What is interesting about this in the translation profession is that a lot of people disagree. The line of argument is that lawyers charge by the hour because their work is very complex, often high risk and often high value – and translators can argue that their work is the same in that particular regard. The argument continues that translators are professionals, and should therefore be rewarded in the same manner as other professionals such as lawyers and accountants. I have always disagreed with this for the reasons given in the first paragraph. So it was interesting to read a Blog post from Andrew Chamberlain of law firm Addleshaw Goddard, in which Andrew presents a very strong case for lawyers being able to charge a fixed fee rather than an unknown number of hours. Andrew attended a dinner where he heard from an executive at an oil firm.

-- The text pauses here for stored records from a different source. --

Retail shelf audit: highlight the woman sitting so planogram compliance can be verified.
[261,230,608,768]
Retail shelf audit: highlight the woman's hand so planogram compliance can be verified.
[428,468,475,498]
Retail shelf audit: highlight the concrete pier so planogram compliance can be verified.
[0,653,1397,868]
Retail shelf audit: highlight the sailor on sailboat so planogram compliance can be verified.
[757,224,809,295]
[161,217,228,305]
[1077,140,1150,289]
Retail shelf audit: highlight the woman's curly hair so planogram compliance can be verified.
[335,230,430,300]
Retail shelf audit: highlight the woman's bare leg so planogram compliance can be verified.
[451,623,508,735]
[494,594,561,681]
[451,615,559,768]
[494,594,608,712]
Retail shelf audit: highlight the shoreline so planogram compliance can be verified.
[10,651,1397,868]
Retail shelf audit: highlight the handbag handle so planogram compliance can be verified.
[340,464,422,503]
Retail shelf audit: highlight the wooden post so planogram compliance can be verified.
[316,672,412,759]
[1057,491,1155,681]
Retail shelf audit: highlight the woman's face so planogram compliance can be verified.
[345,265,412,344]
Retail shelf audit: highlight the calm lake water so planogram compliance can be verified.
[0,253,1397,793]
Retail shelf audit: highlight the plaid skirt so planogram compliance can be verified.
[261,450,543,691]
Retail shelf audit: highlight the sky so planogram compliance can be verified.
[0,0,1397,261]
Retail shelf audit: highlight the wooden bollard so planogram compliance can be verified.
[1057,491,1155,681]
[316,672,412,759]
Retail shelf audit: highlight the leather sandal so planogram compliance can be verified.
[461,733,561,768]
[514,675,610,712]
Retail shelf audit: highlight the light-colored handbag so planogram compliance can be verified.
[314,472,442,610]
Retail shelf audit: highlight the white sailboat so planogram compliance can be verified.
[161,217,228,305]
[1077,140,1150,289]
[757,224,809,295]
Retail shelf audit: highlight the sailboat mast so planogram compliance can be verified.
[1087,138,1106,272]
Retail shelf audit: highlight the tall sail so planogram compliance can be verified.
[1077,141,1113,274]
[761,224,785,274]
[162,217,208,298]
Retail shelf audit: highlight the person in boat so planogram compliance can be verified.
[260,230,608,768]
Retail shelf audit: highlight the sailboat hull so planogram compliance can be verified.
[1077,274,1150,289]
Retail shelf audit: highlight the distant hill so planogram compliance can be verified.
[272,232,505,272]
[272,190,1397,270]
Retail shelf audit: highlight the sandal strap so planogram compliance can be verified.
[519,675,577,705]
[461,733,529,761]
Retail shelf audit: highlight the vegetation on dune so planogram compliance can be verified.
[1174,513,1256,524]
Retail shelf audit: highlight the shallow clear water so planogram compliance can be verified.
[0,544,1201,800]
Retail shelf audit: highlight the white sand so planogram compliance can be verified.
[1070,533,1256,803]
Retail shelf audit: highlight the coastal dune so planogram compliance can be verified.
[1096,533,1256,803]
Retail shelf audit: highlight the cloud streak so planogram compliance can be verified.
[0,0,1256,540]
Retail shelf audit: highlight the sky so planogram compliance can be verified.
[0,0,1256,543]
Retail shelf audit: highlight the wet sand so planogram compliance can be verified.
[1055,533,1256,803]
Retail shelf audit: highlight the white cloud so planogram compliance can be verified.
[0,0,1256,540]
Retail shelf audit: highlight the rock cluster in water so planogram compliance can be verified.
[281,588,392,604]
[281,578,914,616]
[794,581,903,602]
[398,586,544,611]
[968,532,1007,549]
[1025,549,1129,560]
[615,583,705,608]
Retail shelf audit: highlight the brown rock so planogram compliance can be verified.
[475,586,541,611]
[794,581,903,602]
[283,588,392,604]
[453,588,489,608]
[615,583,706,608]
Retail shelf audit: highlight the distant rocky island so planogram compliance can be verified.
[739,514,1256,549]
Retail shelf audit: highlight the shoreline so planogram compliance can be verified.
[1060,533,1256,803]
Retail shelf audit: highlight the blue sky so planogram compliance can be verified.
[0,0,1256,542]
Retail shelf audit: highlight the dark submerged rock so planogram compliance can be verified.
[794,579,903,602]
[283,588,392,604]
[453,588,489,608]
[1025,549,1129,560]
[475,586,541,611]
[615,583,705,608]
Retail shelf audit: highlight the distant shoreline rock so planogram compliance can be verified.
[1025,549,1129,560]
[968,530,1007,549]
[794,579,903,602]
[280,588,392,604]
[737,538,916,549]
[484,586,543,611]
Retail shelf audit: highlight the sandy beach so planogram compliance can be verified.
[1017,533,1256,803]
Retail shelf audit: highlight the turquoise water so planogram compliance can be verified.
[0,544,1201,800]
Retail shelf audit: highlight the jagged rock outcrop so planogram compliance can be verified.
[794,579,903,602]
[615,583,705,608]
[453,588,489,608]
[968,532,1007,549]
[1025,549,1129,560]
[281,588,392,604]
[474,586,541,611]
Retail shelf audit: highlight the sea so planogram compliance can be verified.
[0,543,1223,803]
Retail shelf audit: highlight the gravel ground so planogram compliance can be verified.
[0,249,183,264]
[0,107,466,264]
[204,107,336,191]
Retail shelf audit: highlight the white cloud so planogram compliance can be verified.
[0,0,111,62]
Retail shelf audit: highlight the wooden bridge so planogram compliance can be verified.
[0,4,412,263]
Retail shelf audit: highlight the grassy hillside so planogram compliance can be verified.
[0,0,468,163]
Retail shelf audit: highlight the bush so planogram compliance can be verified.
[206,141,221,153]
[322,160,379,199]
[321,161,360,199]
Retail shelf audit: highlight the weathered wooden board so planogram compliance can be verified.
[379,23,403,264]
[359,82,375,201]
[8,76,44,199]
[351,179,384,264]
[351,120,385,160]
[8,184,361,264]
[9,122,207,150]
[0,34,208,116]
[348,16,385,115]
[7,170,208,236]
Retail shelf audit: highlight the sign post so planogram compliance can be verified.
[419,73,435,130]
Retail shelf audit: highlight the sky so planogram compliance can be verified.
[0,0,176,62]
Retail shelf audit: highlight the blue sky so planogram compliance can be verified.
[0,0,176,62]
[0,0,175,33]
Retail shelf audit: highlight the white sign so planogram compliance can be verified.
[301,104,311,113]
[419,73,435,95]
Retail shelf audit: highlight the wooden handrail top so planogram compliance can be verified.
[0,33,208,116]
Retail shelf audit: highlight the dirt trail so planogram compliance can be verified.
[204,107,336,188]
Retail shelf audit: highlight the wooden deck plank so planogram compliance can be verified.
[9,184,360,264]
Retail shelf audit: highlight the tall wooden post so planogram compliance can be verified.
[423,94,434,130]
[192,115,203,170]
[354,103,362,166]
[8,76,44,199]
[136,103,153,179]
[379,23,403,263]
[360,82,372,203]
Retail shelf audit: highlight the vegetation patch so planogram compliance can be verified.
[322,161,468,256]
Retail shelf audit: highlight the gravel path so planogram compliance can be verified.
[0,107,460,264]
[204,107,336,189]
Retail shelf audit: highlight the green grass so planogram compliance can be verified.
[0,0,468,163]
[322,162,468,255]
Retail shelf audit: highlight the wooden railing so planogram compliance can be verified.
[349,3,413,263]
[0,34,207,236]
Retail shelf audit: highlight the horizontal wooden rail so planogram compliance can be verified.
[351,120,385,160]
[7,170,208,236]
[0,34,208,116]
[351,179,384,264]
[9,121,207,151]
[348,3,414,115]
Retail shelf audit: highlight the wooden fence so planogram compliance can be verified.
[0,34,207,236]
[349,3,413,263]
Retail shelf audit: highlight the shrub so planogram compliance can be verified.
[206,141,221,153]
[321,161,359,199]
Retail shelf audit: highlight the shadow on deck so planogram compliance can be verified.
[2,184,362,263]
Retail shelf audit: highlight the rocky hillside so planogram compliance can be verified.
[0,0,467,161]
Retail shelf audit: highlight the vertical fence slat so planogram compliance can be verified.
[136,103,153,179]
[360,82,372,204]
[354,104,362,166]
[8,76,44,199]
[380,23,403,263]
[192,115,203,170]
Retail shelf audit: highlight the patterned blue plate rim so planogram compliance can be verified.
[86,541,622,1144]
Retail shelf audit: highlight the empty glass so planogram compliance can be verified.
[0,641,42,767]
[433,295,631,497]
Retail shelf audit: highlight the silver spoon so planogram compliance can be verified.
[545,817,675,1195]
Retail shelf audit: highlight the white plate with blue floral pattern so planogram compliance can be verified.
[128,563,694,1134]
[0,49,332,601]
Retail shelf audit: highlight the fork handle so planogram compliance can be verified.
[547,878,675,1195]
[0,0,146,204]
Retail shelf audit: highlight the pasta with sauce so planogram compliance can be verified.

The oil firm makes highly complex and precision engineered valves for oil wells, has intricate and complex design processes, undergoes a meticulous manufacturing process, then installs deep sea oil wells hundreds of metres under the sea. That is certainly high risk and high value. Andrew argues that if a firm such as this can produce accurate quotations, then law firms (and, I would add, translation companies) can do the same.